Live Review: Focus

"Bands like this are rare and it is even rarer for a band like this to headline a venue so local"

When questioning the meaning of the abstract within popular music, all manner of bizarre musical explorations may come to mind. But nothing quite screams abstract like Focus.

One may recall Captain Beefheart and Frank Zappa’s 1960s experimentalism, Laurie Anderson’s pioneering electronically crafted oddness, Scott Walker’s creepy swansong ‘Bisch Bosh’, or La Monte Young’s compositions based around muscling a piano through a wall (yes, really); and the list of music that may legitimately be described as abstract goes on.

But a natural place for the abstract to lie within popular music’s landscape is progressive rock. Never afraid to convey a whimsical complexity alongside instrumental musicality, progressive rock’s rich history was often abstract. Of course, on occasions, this was to the genre’s fault. It is worth saying that progressive rock was never intrinsically linked to the abstract. But if required to argue in favour of such a connection, Dutch outfit Focus would be an appropriate case study.

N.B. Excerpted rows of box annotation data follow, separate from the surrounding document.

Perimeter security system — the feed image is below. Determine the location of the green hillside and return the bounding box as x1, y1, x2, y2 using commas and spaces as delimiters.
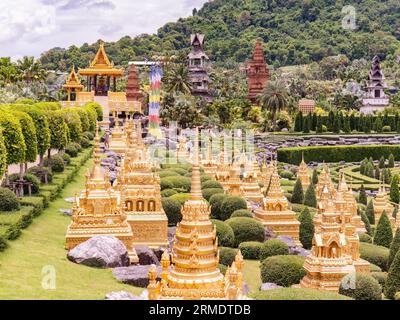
41, 0, 400, 70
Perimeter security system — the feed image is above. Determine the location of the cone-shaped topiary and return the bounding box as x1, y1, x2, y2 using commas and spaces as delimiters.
384, 250, 400, 299
388, 228, 400, 269
304, 183, 317, 208
374, 211, 393, 248
299, 207, 314, 249
358, 184, 368, 205
291, 179, 304, 204
365, 199, 375, 224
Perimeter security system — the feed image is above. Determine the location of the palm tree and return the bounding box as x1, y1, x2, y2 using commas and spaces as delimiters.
164, 64, 192, 94
17, 56, 46, 84
258, 80, 289, 131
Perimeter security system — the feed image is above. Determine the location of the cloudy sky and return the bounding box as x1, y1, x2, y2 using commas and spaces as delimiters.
0, 0, 207, 59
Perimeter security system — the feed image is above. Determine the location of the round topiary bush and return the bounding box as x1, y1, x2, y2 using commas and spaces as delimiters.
360, 242, 389, 271
260, 239, 289, 261
226, 217, 265, 247
211, 219, 235, 247
65, 143, 79, 158
161, 189, 178, 198
260, 255, 306, 287
201, 180, 223, 189
208, 193, 228, 219
219, 247, 238, 267
239, 241, 263, 260
161, 198, 182, 226
203, 188, 224, 201
28, 166, 53, 183
231, 209, 253, 218
358, 233, 372, 243
220, 196, 247, 220
8, 173, 40, 195
339, 273, 382, 300
0, 188, 20, 211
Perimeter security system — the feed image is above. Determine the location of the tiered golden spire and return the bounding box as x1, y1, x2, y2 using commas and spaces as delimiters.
148, 130, 242, 300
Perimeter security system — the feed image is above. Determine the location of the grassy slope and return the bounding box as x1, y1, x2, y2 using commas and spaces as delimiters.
0, 159, 142, 299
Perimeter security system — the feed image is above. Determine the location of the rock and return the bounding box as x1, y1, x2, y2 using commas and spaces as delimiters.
67, 236, 129, 268
112, 266, 161, 288
260, 282, 283, 291
135, 246, 160, 265
106, 291, 143, 300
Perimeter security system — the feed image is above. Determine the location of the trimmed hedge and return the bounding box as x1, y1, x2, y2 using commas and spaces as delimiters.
260, 255, 306, 287
239, 241, 263, 260
278, 145, 400, 165
339, 273, 382, 300
211, 219, 235, 247
226, 217, 265, 247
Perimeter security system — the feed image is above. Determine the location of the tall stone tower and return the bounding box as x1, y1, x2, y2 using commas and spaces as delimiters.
247, 40, 269, 103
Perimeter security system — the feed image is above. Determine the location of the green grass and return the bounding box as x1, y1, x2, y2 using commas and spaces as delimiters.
0, 159, 143, 300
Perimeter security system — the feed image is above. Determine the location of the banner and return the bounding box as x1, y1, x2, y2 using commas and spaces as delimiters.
149, 65, 163, 139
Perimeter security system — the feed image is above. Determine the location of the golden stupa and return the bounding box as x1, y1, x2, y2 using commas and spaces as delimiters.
147, 128, 245, 300
300, 200, 356, 292
297, 155, 311, 192
66, 126, 138, 263
114, 121, 168, 248
109, 111, 127, 155
254, 167, 301, 246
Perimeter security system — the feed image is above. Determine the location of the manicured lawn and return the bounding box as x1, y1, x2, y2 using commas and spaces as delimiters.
0, 162, 143, 299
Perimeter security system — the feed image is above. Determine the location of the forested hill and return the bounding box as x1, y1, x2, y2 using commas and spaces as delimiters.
41, 0, 400, 71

The combining of folk, prog, and yodeling made Focus one of the most iconic, original, and abstract groups of the 1970s. The band still perform, and to the delight of a few hundred locals, the four-piece played a recent gig at The Crescent York. So, what are Focus like these days?

They are still a prog band, that’s a given. This two-hour show featured no more than a dozen songs; I’ll leave you to do the maths. Much of these two hours were taken up by the 23-minute ‘Eruption’. I say 23-minutes as that’s the official runtime, but rumour has it that the band are in fact still playing this track, having started in 1971 and never stopped. Thijs Van Leer and Pierre Van Der Linden remain as (almost) original members, so the spirit of Focus remains within the group. Focus are still Focus; they are not merely a tribute to their former selves. Flute solos, yodeling interludes, and elongated instrumentals remain; can this be anything but the abstract?

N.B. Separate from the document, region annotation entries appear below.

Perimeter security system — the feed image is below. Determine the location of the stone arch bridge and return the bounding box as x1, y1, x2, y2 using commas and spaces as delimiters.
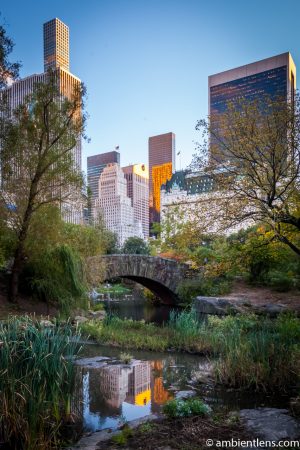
88, 254, 194, 304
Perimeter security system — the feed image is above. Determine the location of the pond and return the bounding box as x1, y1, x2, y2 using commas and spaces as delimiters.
73, 344, 288, 431
98, 291, 178, 325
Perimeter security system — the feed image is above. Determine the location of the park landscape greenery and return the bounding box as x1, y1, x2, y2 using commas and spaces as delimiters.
0, 17, 300, 450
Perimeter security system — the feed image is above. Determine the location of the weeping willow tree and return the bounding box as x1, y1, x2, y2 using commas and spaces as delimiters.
24, 244, 87, 315
0, 72, 85, 302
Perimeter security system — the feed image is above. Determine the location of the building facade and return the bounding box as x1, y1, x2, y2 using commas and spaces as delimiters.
122, 164, 149, 239
87, 151, 120, 206
208, 52, 296, 161
43, 18, 70, 72
148, 133, 175, 224
1, 19, 83, 223
161, 170, 253, 239
93, 163, 143, 246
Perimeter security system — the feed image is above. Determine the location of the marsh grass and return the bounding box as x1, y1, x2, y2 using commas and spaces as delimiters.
82, 310, 300, 391
0, 317, 79, 450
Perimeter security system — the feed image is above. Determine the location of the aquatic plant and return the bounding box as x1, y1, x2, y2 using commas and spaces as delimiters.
119, 352, 133, 364
81, 311, 300, 390
0, 317, 79, 450
163, 398, 210, 419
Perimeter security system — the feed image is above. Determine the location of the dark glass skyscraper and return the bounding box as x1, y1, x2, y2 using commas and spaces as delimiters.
208, 52, 296, 162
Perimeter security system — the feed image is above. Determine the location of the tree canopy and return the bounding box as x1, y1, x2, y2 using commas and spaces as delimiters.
0, 72, 85, 301
193, 95, 300, 255
121, 236, 150, 255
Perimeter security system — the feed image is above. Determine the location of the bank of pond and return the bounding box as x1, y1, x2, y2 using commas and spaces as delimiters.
0, 310, 300, 450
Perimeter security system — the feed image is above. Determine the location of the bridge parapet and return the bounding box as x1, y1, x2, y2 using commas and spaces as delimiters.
88, 254, 196, 303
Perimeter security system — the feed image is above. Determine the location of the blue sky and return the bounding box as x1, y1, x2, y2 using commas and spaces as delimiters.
0, 0, 300, 174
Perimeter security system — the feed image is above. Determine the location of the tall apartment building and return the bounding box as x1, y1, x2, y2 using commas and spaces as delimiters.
149, 133, 175, 223
44, 19, 70, 72
93, 163, 143, 246
208, 52, 296, 159
2, 19, 83, 223
87, 151, 120, 206
122, 164, 149, 239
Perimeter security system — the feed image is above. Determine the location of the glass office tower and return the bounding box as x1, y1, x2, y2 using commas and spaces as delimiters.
208, 52, 296, 162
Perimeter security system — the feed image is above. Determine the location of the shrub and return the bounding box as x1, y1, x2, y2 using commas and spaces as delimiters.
0, 317, 79, 450
23, 244, 87, 314
163, 398, 210, 419
120, 352, 133, 364
265, 270, 296, 292
176, 277, 231, 305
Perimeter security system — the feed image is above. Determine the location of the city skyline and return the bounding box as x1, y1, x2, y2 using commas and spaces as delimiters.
1, 0, 300, 171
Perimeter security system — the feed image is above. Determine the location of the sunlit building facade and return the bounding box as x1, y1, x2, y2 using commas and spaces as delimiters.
149, 132, 175, 224
152, 163, 172, 217
122, 164, 149, 239
93, 163, 143, 247
208, 52, 296, 161
43, 18, 70, 72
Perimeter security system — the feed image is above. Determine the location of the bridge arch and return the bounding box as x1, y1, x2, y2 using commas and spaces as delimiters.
88, 255, 189, 304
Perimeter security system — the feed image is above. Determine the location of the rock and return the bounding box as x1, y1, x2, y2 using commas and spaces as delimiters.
193, 297, 241, 316
74, 316, 89, 324
290, 397, 300, 417
89, 310, 106, 320
175, 391, 197, 400
261, 303, 286, 317
240, 408, 300, 442
40, 320, 54, 327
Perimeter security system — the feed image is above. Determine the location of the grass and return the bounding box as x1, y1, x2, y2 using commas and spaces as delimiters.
81, 310, 300, 390
0, 317, 79, 450
163, 398, 210, 419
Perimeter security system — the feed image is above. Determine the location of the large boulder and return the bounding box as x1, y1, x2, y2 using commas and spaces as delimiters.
240, 408, 300, 442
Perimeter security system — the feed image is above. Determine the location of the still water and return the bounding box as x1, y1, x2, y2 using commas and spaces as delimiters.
74, 345, 288, 431
101, 293, 176, 324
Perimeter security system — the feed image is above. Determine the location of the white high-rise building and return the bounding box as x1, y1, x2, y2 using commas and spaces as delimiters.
93, 163, 143, 246
122, 164, 149, 239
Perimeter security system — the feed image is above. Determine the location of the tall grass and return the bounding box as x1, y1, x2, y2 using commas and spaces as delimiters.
82, 310, 300, 390
0, 317, 79, 450
211, 315, 300, 391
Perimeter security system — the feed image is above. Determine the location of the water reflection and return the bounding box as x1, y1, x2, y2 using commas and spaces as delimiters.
98, 291, 175, 324
76, 357, 179, 431
72, 345, 288, 431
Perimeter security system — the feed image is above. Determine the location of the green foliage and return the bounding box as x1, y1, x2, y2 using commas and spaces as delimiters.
24, 244, 87, 314
168, 309, 201, 337
264, 270, 296, 292
121, 236, 150, 255
81, 310, 300, 390
163, 398, 210, 419
119, 352, 133, 364
91, 302, 104, 312
138, 422, 156, 433
176, 277, 231, 306
214, 315, 300, 390
111, 424, 133, 446
0, 317, 79, 450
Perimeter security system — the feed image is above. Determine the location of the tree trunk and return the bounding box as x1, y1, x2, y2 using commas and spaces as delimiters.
8, 243, 23, 304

The evening’s setlist featured all the expected Focus staples – ‘Harem Scarem’ and ‘Focus III’ sounded as delightfully fun as they always were. But regardless of what one thinks of Focus, ‘Sylvia’ remains one of progressive rock’s finest and catchiest moments. The mostly instrumental guitar-led track sent the audience into a collective sigh of nostalgic emotion, with Van Leer joking that the song’s popularity in the UK is to blame for the group’s growth. Focus always slotted nicely into the UK’s progressive rock scene so Van Leer’s jests were founded within truth. But more than this was how well Focus slotted into The Crescent, appearing like a house band who so naturally belonged in the beloved independent venue.

This far into reading, those familiar with Focus may have concerns regarding the lack of discussion I’ve awarded to Focus’ biggest hit. Of course, they played it! ‘Hocus Pocus’ is truly bizarre, no one wrote a song like that before Focus, and no one has done so since. Combining such an intensely aggressive metal riff with a surprisingly sticky yodeled chorus has no right to work, yet somehow it does, and the result saw an endearing crowd-singalong that embodied everything that makes Focus great.

A collective display of oddness, fun and the abstract. Yes, Focus were always a somewhat niche entity and such a strange display of genres will inevitably be too strange for some listeners. But if anything comes out of this piece, please, experience the madness, the quirkiness and the good-natured madness that is Focus.

Bands like this are rare and it is even rarer for a band like this to headline a venue so local. Focus are very abstract, that is true. They can be a bit mad, that is also true. But they can be wildly entertaining for two hours and this gig was the proof.